Interviewer: You said before that a non-primary key index must be queried back into the table multiple times. Does a non-primary key index have to be queried back into the table?

Not necessarily, there is a case of index overwrite, in which no query is returned to the table. For example, if we were to query SQL like this:

SELECT a,b,c FROM test
Copy the code

Since the three fields in our query are just a few fields in the joint index, it can be directly retrieved from the B+TREE of the joint index, and then returned to the client. No need to go back to the table query. So if possible in the development of the query field overwrite index, this can significantly improve SQL performance.

Index Failure Scenario

Interviewer: Do you know of any scenarios that would cause the index to fail?

It can be classified into the following three categories:

  • The leftmost prefix matching rule is not followed
  • Use functions on indexed columns
  • Indexes are not as efficient as full table scans

You can make any list you want

  • Where condition appears for index field NULL value judgment
  • Where condition appears index field “! =”
  • Select * from ‘where’ where ‘or’
  • Select * from index where id like “%xx%”
  • The WHERE condition appears to perform functional operations and expression concatenations on index fields, for exampleto_days( t1.update_time ) > 'xxx'
  • If a table has only 10 data in total, then all 10 data will eventually be read from disk blocks to memory together with or without indexes, so it is possible that the optimizer will not use indexes in this case

All of the above may cause index failure and become full table scan. If you are familiar with the principles of indexing, the reasons for the above failures are very simple, and I will not go into details here

ICP&MRR

Interviewer: You said earlier that you are using MySQL 5.7 online. Do you know what changes have been made to MySQL 5.6?

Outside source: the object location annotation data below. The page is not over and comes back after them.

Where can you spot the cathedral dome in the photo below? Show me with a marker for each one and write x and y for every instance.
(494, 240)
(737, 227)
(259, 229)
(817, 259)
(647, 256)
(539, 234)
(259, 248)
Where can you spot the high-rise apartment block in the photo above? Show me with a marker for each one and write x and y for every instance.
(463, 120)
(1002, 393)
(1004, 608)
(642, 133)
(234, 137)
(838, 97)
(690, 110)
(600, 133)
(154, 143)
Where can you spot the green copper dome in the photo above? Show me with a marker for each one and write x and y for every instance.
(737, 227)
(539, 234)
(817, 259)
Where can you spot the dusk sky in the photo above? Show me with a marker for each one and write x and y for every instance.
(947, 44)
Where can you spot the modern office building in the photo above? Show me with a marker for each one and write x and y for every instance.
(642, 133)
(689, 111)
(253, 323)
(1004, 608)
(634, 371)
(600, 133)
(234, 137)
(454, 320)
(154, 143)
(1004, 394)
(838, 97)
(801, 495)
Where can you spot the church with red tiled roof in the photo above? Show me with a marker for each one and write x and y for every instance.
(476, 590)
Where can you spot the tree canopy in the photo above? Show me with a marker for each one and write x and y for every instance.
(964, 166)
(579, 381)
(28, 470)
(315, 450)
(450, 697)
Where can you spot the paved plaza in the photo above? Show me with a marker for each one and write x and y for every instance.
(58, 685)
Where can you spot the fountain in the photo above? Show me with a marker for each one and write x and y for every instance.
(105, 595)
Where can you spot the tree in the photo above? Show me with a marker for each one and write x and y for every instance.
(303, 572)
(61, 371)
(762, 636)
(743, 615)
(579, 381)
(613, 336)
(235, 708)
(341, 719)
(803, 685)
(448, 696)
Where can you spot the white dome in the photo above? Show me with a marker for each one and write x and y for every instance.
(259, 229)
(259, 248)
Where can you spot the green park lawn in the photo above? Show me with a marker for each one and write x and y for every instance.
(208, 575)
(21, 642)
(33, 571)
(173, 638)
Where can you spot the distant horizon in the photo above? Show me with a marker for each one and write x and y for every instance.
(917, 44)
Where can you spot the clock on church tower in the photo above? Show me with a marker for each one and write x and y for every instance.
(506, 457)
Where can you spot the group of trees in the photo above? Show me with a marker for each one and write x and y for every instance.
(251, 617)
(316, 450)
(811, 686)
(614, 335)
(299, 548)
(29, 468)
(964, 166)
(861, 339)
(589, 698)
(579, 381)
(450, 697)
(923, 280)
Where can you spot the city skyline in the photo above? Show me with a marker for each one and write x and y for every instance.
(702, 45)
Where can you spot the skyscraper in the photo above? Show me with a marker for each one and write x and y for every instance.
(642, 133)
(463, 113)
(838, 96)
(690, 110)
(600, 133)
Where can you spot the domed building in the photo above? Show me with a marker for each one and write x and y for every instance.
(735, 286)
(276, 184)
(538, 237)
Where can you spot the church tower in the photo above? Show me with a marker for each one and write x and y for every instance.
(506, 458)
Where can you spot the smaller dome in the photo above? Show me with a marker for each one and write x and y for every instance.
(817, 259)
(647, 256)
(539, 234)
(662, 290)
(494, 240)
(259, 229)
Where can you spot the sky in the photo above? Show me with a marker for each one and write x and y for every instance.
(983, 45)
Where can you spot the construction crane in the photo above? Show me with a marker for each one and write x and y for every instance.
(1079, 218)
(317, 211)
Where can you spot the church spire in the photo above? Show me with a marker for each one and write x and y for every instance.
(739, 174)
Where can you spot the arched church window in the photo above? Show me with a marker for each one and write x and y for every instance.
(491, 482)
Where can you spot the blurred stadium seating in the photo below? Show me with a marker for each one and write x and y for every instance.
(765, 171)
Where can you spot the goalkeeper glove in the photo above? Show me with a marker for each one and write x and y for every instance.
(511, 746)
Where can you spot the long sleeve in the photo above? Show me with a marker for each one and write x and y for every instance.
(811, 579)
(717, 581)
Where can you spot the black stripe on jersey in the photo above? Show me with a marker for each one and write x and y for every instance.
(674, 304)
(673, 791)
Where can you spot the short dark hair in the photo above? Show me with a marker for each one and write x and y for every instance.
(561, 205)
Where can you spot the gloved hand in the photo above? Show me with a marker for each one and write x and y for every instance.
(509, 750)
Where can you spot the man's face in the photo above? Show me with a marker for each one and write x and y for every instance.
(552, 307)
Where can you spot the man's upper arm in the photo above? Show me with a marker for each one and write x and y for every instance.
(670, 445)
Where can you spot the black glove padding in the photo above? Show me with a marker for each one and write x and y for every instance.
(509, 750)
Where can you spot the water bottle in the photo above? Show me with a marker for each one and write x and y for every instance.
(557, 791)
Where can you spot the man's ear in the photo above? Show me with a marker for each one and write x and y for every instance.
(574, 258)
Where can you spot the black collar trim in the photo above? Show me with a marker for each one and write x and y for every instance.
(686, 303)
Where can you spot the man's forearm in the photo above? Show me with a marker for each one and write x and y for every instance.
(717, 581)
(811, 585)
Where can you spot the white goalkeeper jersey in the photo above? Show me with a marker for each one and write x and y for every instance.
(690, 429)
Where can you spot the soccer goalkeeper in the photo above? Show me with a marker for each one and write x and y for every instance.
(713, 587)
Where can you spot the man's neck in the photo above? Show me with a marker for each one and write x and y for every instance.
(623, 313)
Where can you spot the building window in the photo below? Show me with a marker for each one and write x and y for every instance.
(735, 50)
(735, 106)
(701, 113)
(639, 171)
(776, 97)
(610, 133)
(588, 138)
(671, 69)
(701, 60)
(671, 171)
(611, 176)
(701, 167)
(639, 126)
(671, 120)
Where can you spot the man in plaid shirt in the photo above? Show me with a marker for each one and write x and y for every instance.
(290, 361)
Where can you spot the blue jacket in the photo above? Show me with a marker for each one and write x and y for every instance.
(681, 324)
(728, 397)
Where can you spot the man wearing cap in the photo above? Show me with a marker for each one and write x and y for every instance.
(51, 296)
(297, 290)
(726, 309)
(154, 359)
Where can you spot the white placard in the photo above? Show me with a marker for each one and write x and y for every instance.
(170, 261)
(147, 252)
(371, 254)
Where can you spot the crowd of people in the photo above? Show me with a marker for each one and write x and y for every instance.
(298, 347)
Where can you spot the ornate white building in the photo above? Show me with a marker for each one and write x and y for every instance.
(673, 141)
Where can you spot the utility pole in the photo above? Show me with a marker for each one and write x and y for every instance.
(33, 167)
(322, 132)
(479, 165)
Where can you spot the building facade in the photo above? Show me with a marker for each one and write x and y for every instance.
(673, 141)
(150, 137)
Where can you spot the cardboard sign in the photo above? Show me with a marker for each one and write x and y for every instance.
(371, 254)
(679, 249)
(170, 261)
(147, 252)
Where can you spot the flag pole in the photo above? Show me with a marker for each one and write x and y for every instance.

There are two important ones, we can use the following SQL query related optimization status on, by default, these two are on

SELECT @@optimizer_switch
Copy the code
  • MRR (Multi-range Read)

The official website says a lot about this stuff and I don’t really understand it… The net effect is to reduce random disk access and turn random I/OS into sequential I/OS. If MRR is used, the extra column in explain will show using MRR.

  • ICP Index Condition Pushdown

It’s called indexed conditional push, and the example on the website makes that very clear, suppose you have a table people that is indexed jointly by Zipcode, lastName, and address. Execute the following SQL statement

SELECT * FROM people WHERE zipcode='95054'AND lastname LIKE '%etrunia%' AND address LIKE '%Main Street%';
Copy the code

Without index push-down optimization, it scans all indexes that match Zipcode = ‘95054’, queries the data back to the table, and filters the last two criteria. This will scan the disk for a lot of data that does not meet all the criteria, and then filter it. With index push-down optimization, it will scan the federated index to determine whether the next two fields meet the criteria, and if not, it will be removed, so that the final need to query back to the table is all the criteria of the data. We put all the where conditions at the storage engine level.

Note that for index push-downs to work, the WHERE condition field must overwrite the index.

conclusion

Please like and follow this article if it’s been helpful to you. Your support is my motivation to continue to create!